Album Review: Washerman / ‘Raw Poetry’ (Drumpoet Community)

Washerman Raw Poetry

★★★★☆

Silky smooth house. Purity. NYC and Chicago blooms in its family tree. Gianni Siravo’s prose expresses a love for deep, beefy beats that have probably never heard of EDM. This is a declaration of war on all dancefloor suckers with a hot-stepping sequence of time honored hustles.

Of filtered stabs, uptown swing and on “Superstring” and “Sneaker Girlz,” piano melodies that can in no way ever be retired, the engineering of a to-the-break-of-dawn vibe barely yields so much as a clearing of a vocalist’s throat – raw poetry indeed. Siravo’s playbook is full of foolproof strategies: check the metallic bump of “Siren Chords”, “Distant Planet” as a little dubbier and techier, the coloured skies of ambient forecaster “Belts of Orion”, and the Robin S bass of “Celestial Spheres.” Presumably when hitting the DJ booth Washerman brings both headphones and a clipboard.

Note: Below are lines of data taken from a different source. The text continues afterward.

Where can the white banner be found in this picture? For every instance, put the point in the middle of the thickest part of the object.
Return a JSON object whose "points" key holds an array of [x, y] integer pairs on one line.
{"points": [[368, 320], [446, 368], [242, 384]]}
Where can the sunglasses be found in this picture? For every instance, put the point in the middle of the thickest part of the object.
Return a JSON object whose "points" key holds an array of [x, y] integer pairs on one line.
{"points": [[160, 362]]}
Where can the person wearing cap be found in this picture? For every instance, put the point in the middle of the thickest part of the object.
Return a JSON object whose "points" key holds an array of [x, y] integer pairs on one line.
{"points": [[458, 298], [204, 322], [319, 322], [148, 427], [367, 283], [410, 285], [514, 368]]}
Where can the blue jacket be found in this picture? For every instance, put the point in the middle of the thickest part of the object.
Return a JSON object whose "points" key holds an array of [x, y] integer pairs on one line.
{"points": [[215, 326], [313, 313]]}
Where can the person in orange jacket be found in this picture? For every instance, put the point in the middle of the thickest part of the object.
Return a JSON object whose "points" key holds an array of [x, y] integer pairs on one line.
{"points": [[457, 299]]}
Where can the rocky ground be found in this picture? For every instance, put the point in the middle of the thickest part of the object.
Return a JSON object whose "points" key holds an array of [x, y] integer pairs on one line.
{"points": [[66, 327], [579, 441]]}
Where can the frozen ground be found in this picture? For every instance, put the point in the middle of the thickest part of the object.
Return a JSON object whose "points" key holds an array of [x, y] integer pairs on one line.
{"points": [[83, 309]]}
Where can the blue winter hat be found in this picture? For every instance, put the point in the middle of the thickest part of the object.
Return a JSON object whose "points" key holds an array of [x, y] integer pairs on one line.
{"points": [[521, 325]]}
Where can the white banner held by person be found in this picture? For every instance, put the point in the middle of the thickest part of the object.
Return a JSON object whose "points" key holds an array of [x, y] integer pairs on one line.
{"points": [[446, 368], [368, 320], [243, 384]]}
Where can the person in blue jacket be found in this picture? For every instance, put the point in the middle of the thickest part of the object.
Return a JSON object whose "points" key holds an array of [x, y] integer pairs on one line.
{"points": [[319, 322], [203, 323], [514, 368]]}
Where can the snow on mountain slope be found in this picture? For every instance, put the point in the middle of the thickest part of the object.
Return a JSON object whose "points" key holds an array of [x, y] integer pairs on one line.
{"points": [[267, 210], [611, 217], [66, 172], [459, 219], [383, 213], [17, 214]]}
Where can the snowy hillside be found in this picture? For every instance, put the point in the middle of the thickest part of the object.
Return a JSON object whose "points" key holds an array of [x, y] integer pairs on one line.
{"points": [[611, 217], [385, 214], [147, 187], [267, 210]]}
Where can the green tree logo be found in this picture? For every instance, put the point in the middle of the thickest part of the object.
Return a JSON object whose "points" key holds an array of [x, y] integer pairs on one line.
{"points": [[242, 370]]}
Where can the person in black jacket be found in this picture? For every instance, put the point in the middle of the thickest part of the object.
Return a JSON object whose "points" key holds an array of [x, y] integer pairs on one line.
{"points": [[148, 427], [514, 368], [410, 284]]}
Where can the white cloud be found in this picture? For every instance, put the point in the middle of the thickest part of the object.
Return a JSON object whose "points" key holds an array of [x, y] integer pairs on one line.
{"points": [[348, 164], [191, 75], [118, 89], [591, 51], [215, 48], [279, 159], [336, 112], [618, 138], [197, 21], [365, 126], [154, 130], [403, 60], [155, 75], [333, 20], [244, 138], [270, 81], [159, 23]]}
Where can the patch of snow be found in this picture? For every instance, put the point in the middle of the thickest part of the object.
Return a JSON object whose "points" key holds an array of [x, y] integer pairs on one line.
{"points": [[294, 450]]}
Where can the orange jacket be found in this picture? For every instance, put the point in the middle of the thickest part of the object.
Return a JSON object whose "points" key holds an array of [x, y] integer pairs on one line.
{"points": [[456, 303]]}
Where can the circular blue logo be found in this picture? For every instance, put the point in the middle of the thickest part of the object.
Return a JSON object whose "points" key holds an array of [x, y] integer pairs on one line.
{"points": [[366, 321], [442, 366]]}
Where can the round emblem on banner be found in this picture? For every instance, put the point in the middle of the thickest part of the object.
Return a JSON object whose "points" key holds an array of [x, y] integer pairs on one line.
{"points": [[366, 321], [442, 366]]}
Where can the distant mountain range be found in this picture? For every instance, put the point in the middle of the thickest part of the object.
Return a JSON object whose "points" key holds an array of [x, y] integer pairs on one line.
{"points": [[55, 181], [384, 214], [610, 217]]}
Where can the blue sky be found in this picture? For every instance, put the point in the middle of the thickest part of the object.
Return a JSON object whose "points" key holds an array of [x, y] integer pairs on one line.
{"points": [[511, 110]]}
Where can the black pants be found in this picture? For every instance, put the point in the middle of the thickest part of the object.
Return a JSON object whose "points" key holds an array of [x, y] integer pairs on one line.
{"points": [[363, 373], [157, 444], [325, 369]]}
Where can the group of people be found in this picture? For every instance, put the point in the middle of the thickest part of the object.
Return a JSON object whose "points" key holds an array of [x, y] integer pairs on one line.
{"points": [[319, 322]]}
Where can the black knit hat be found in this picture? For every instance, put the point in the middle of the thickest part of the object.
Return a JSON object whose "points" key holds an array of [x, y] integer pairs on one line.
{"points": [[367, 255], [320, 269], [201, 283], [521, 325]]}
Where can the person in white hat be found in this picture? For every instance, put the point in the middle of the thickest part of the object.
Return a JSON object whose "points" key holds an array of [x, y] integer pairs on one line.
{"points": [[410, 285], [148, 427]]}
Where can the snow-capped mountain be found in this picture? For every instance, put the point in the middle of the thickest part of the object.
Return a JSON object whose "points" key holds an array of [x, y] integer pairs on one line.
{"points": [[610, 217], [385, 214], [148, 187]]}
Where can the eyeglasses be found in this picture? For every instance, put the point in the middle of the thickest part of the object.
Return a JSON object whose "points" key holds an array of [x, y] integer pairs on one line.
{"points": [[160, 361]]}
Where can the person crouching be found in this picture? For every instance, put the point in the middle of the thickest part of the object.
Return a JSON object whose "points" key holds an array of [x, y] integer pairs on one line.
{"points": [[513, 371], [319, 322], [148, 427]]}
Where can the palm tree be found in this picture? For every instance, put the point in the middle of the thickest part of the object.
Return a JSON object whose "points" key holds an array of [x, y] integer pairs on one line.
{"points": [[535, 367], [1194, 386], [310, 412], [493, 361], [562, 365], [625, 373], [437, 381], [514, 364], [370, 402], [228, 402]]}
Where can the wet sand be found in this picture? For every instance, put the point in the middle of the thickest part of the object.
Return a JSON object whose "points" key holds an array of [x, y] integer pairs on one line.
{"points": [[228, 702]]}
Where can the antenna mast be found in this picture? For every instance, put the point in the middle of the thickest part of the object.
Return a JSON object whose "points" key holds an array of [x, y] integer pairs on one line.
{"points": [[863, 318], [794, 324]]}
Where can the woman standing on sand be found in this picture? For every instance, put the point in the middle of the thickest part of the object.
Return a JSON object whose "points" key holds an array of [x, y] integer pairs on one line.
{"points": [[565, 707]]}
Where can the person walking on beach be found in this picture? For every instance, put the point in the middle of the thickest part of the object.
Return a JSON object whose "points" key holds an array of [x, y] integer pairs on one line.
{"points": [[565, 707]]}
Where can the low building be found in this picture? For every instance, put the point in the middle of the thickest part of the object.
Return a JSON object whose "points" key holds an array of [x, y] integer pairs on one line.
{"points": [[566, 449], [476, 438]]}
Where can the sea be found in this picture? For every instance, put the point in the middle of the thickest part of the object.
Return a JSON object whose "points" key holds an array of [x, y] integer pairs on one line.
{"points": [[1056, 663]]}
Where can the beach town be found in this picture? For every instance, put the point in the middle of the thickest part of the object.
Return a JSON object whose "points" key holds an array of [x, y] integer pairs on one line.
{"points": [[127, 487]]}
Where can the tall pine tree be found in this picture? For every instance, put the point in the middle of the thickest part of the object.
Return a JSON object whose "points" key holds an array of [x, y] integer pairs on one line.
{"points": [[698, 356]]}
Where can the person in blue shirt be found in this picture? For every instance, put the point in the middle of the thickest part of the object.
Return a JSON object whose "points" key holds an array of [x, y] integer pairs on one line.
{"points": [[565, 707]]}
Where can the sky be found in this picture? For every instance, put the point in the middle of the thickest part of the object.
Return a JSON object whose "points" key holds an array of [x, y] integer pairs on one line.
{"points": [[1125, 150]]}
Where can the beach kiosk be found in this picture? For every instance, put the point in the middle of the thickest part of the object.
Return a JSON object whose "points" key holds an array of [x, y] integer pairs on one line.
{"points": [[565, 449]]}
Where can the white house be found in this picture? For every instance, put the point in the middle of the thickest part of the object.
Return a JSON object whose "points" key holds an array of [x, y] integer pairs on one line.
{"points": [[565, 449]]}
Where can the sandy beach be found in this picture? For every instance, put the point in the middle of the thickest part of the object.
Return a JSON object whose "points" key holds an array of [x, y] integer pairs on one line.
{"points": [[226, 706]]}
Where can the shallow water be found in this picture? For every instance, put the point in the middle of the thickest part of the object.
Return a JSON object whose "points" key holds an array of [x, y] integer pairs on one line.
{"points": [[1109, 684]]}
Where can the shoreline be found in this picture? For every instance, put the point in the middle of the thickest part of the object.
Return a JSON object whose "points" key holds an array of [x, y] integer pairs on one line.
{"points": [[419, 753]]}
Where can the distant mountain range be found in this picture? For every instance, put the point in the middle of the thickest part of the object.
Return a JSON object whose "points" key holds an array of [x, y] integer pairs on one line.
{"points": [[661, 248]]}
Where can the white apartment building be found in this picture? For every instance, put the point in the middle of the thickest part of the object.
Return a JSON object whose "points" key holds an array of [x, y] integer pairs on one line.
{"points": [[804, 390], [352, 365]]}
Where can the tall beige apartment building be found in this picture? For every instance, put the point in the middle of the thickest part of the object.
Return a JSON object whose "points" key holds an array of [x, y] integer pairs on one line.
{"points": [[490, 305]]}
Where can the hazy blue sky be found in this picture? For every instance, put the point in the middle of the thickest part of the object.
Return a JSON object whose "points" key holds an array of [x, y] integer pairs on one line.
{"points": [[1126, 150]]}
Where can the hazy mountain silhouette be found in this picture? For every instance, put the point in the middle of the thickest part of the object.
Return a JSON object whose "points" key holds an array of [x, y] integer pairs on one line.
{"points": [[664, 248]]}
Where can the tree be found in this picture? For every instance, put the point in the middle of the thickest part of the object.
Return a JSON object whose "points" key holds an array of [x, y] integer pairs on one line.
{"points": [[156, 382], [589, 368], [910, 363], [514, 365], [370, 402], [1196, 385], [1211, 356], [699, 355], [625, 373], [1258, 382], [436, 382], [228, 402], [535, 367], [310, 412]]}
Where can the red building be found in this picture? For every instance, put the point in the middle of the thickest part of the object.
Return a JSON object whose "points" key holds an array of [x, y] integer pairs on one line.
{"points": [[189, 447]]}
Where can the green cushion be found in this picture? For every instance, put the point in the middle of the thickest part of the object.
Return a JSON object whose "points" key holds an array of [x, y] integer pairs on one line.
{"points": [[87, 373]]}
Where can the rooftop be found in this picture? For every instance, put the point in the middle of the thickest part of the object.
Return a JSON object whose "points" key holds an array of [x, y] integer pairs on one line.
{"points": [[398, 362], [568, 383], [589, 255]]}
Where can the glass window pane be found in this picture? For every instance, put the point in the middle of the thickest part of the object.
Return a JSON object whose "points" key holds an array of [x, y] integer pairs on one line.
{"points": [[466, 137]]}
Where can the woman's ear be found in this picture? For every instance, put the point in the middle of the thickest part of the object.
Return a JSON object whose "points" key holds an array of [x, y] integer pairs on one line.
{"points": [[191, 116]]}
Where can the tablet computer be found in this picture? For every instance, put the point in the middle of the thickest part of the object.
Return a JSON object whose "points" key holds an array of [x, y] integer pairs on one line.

A record solely concerned with restoring traditional values forces imagination and innovation into a weirdly negative playing of second fiddle (though perhaps in part to a self-imposed containment of equipment and technology). It sounds ‘right,’ yet the clubbing becomes hard to describe in terms other than dutiful. The reality is an album that rarely lets you down. Fluid to the max, Washerman has the stamina to go on and on, meaning if you’re buying out the bar or have new dancing shoes you wanna show off to everyone, he’s with you every step of the way.